You can not prorogue the calendar but summer has not ended.

The official end of summer is not until September 22nd.  The autumnal equinox is the next day.

After the autumnal equinox, nights begins to grow longer than the days. This ends with the December solstice, when days start to grow longer and nights shorter.

Don’t look too closely at the calendar however as this Friday is a Friday the 13th.

There is a word for the fear of Friday the 13th.  It is friggatriskaidekaphobia.  The Frigga is for Friday, the triskai is for 3, the deka means 10, so triskaideca means 13, and phobia is the fear.

If friggatriskaidekaphobia is too hard to pronounce you can always use Paraskevidekatriaphobia, which is an extension of Triskaidekaphobia.

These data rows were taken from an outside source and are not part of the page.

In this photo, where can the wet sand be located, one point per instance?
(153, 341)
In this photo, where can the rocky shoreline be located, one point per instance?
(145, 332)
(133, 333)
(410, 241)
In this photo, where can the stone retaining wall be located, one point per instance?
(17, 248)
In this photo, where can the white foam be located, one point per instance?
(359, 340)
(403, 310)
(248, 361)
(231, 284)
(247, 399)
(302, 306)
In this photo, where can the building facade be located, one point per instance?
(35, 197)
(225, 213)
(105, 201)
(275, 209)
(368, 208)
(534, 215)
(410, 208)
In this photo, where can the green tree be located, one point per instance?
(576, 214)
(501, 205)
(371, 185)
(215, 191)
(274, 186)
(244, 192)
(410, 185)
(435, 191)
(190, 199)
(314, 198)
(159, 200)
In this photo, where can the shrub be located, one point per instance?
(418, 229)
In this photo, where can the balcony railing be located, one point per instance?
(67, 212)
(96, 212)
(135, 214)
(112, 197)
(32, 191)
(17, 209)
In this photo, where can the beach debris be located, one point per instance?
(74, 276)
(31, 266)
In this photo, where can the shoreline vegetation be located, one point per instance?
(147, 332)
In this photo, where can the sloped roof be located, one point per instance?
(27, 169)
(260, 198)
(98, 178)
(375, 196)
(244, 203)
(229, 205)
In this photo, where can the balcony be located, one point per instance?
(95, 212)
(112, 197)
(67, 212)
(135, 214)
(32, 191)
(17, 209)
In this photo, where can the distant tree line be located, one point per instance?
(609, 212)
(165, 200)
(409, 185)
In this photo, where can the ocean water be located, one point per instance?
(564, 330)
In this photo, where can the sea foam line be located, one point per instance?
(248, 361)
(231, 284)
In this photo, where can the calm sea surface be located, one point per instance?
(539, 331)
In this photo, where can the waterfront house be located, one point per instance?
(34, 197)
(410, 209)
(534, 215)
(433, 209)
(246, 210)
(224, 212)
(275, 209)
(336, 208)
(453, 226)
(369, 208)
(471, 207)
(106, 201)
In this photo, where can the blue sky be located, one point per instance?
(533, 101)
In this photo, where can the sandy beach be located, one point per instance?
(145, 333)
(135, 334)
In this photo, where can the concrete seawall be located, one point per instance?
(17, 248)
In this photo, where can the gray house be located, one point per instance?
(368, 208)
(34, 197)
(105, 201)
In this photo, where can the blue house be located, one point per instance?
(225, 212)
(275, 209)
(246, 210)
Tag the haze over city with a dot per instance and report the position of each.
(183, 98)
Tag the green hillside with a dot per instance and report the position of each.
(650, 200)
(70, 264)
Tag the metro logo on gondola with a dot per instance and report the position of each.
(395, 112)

It originates from Paraskevi, (Greek for Friday).

If you wanted to say thank god its Friday in Greek it would be dóxa to Theó Eínai Paraskeví.

If you wanted to say thank god its Friday in Spanish it would be Gracias a Dios es Viernes while in German it would be Gott sei Dank ist es Freitag and Italian it’s grazie a Dio è venerdì.

The word Friday comes from the Old English Frīġedæġ, meaning the "day of Frige", a result of an old convention associating the Germanic goddess Frigg with the Roman goddess Venus, with whom the day is associated in many different cultures.

The Greek word for Friday is Paraskevi and is derived from a word meaning "to prepare".  As Lord Baden Powell once told me, “be prepared.”